DHX Media will now focus on its investment in WildBrain, a preschool and children’s entertainment hub, to bolster the development of content for streaming services and broadcasters.
New company objectives include:
- Developing new content and revitalizing old brands on WildBrain by investing in short-form content and leveraging WildBrain's audience to create global brands;
- Developing premium children’s content to build franchise brands by prioritizing the development of original long-form series to support major streaming platforms with programming.
Recently, DHX Media sold a minority stake in Peanuts to Sony for $178.0 million. The deal with CAA-GBG will see DHX tap into its network in Asia (excluding Japan) to expand the Peanuts brand across the region. The companies will explore opportunities for the brand at retail and online with a focus on key growth markets. According to a company statement, “This multimillion-dollar agreement is expected to contribute to an approximately 35 percent increase in revenue for Peanuts Worldwide from this region over its term.”

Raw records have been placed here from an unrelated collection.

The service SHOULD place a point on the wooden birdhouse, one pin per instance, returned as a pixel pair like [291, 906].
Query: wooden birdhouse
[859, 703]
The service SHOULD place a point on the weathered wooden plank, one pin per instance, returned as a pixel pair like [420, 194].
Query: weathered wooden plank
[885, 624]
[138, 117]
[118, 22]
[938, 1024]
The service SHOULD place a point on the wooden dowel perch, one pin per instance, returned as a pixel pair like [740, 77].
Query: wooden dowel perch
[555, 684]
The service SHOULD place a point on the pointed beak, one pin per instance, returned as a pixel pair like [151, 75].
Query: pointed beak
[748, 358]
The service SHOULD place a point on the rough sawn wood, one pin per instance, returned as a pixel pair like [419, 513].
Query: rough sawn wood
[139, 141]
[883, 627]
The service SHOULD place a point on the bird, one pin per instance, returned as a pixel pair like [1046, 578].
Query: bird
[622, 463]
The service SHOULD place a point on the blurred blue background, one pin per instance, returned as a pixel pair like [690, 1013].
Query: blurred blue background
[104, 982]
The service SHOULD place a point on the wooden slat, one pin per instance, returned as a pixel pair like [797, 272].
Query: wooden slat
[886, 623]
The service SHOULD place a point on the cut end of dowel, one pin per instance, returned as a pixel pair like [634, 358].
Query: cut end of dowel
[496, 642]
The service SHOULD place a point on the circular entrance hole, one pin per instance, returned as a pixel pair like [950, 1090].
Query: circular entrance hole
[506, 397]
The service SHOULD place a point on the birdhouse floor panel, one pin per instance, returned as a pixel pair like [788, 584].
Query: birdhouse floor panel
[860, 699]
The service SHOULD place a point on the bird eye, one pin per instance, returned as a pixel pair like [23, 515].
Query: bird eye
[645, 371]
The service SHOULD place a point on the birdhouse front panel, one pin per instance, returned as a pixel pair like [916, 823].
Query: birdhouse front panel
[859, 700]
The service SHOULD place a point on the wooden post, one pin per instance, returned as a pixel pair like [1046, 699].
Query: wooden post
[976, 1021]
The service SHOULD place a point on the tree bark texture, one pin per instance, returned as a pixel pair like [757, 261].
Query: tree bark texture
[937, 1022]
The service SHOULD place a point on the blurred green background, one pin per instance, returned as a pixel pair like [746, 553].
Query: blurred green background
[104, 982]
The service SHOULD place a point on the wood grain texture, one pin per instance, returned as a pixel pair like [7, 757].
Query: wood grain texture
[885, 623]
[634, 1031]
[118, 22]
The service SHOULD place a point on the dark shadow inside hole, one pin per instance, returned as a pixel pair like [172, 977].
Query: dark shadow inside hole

As previously announced, DHX Media has reshaped its leadership team with a new chief executive officer, chief financial officer, president and chief commercial officer, among other roles.
“The strategic review marked the end of an important stage in the evolution of DHX Media,” says Michael Donovan, executive chair and chief executive officer, DHX Media. “In the first stage of the company, we grew rapidly by acquisition to assemble a world-leading library of children’s and family content. In the second stage, we began to upgrade the necessary team, systems and processes to monetize that portfolio in the global market. We are well positioned to enter our next stage of growth, focused on what we identified during the strategic review as the two largest opportunities for kids’ and family content: accelerating investment in our WildBrain network to capitalize on the rising popularity of kids’ content on YouTube; better leveraging our IP portfolio to produce premium originals for major streaming services. We believe this refocusing of our strategy will allow us to deliver significant growth while generating free cash flow to pay down debt.”